Animation first appeared in the late 1890s and amazed audiences with moving pictures that were drawn by hand. People saw popular comic strips come to life, as well as some original characters that made an indelible impact on the culture itself. Seminal animator Winsor McCay averred that audiences, upon seeing his short How a Mosquito Operates (1912) believed that McCay was manipulating puppets with wires. Although this is highly doubtful, moviegoers were eventually treated to genuine magic such as synchronized sound in 1928 and full Technicolor by 1933, raising the stakes for future artisans.

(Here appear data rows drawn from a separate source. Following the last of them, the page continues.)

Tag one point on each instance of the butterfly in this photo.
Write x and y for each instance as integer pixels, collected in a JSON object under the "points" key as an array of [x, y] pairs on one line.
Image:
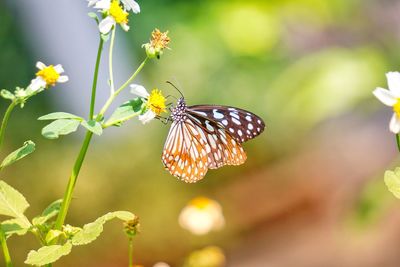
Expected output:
{"points": [[205, 137]]}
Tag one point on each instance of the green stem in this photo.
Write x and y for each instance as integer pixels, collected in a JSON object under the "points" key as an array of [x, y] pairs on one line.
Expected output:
{"points": [[116, 93], [5, 121], [95, 75], [130, 252], [7, 257], [78, 163], [72, 181], [110, 68]]}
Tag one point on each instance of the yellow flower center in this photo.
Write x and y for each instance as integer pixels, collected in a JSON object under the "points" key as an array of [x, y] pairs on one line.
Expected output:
{"points": [[396, 107], [201, 202], [156, 102], [49, 74], [116, 11]]}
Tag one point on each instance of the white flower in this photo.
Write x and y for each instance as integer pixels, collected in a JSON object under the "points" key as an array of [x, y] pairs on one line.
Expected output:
{"points": [[154, 102], [47, 76], [115, 13], [201, 216], [391, 98]]}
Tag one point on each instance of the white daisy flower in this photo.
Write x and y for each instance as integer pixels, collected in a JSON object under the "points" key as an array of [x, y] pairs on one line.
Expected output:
{"points": [[201, 216], [154, 101], [116, 13], [47, 76], [391, 98]]}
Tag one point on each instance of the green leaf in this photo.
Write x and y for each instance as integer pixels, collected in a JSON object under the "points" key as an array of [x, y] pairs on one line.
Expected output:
{"points": [[93, 126], [392, 181], [7, 94], [15, 226], [51, 211], [125, 112], [59, 115], [60, 127], [48, 254], [12, 203], [18, 154], [92, 231]]}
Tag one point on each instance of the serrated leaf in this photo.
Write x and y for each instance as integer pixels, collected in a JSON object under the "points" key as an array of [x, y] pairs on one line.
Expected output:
{"points": [[392, 181], [59, 115], [125, 112], [93, 126], [12, 202], [48, 254], [18, 154], [92, 231], [60, 127], [16, 226], [7, 94], [51, 211]]}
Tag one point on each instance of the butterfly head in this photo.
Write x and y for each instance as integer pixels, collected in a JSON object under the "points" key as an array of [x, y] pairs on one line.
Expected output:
{"points": [[179, 111]]}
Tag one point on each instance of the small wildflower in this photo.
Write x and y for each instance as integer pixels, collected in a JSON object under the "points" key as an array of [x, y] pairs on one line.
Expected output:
{"points": [[47, 76], [201, 216], [115, 13], [210, 256], [132, 227], [154, 102], [391, 98], [158, 42]]}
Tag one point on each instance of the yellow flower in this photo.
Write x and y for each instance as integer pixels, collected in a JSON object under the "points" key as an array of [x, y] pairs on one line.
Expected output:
{"points": [[158, 42], [47, 76], [154, 102], [201, 216]]}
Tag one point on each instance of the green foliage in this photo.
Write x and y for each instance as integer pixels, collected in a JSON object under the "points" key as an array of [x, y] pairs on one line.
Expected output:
{"points": [[50, 212], [91, 231], [7, 94], [60, 127], [16, 226], [59, 115], [125, 112], [18, 154], [392, 181], [93, 126], [48, 254]]}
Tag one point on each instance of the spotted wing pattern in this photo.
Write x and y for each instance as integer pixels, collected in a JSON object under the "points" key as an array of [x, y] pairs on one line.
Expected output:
{"points": [[240, 124]]}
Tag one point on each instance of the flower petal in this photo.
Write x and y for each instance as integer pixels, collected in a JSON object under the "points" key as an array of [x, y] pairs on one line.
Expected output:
{"points": [[92, 2], [124, 26], [40, 65], [106, 25], [395, 124], [385, 96], [103, 4], [147, 116], [394, 82], [62, 79], [139, 90], [131, 4], [59, 68], [37, 83]]}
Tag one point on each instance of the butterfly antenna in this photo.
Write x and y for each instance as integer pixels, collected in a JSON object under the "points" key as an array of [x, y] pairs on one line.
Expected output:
{"points": [[173, 85]]}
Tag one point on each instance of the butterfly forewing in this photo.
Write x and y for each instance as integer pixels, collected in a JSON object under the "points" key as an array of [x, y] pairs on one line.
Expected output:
{"points": [[206, 137], [240, 124]]}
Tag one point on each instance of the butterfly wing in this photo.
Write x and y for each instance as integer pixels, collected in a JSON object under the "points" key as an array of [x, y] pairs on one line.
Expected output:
{"points": [[241, 124], [184, 154], [222, 149]]}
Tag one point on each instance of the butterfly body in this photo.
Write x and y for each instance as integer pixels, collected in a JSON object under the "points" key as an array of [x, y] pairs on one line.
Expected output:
{"points": [[206, 137]]}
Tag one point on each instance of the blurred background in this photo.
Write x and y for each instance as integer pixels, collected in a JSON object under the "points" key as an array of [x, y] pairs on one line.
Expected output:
{"points": [[311, 192]]}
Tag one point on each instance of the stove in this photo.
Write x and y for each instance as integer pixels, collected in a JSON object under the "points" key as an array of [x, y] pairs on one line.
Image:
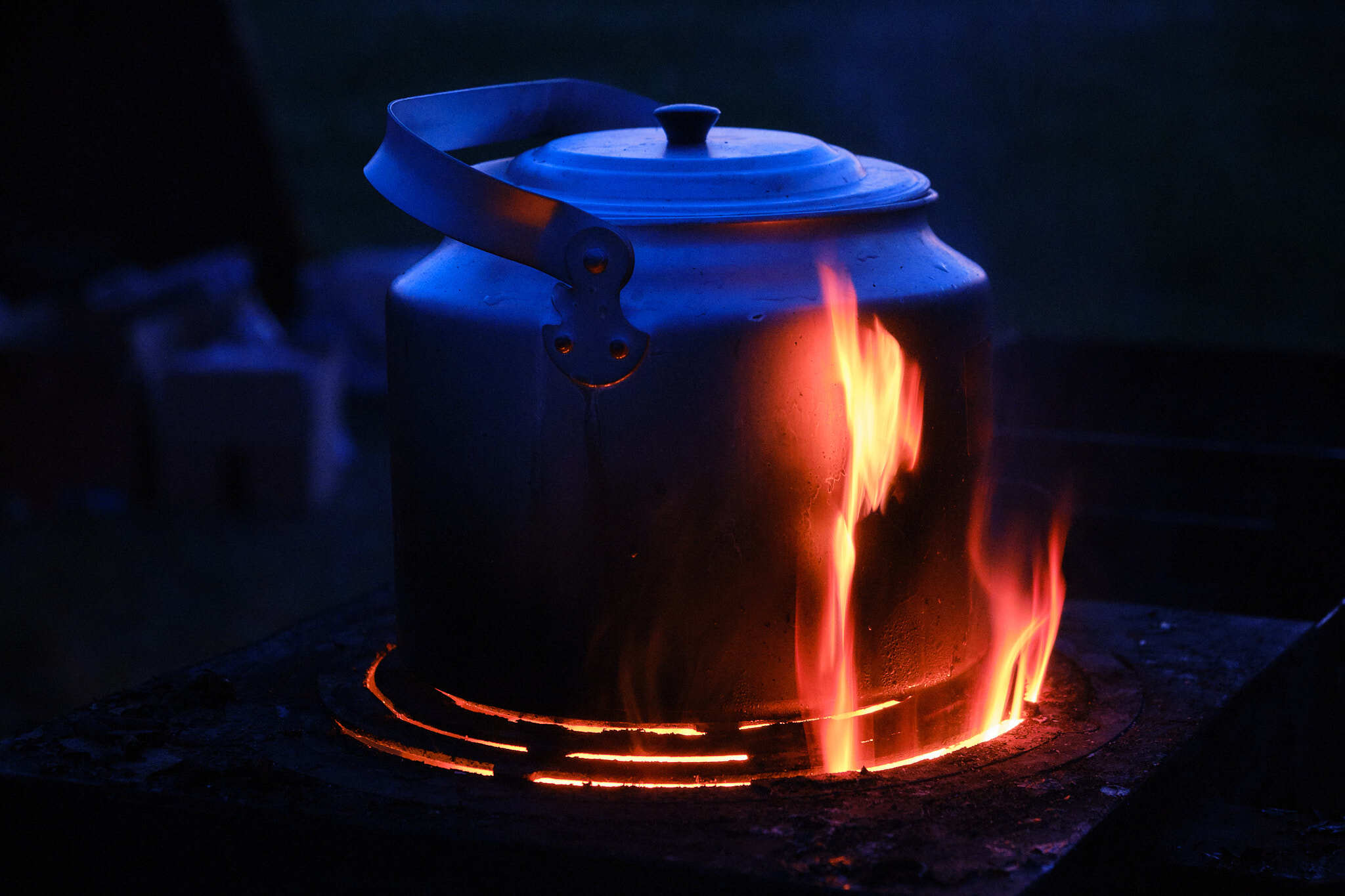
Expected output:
{"points": [[284, 765]]}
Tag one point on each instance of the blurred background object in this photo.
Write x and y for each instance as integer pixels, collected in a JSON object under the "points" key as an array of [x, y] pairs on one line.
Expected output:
{"points": [[190, 257]]}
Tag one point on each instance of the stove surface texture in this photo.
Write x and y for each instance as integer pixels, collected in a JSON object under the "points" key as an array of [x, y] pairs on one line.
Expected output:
{"points": [[234, 773]]}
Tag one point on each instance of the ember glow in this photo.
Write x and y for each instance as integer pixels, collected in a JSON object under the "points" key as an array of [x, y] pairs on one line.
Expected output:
{"points": [[884, 409], [573, 725]]}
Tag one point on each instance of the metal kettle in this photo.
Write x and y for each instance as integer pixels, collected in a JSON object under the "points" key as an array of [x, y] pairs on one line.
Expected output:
{"points": [[615, 416]]}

To be sure, there have been misfires. 3-D movies (aside from a few early experiments) existed at least since 1922, but it was not until the early 1950s that the technique made its way into American theaters in wide release. Observers in the local movie houses reported patrons shying away from objects "thrust" at them, ducking "flying" projectiles and attempting to grab or get their hands behind objects that seemed to float in the air before them. While 3D was a nifty perceptual trick, it did little or nothing to advance the actual art of filmmaking; it was a novelty rather than a progression in cinematic language and representation. In fact, 3D stilted films by purposely setting up shots that emphasized technique over narrative and acting performance.

Computer-generated imagery was a true advancement. By all accounts, CGI first appeared in a mainstream film in 1973 when raster effects were used in the film Westworld. Early wireframe techniques soon followed, but most of the general public was not overtly aware of CGI until the 1982 Disney film Tron. Roughly 15 minutes of full computer animation was featured, and everyone who attended the film realized at some level that a revolution was underway. It was merely a matter of time, training and technological advancement until CGI became a major component in world cinema. Technicians, software engineers, film studios and even some visionary critics secretly wondered how soon a film might be composed of nothing but computer-generated images.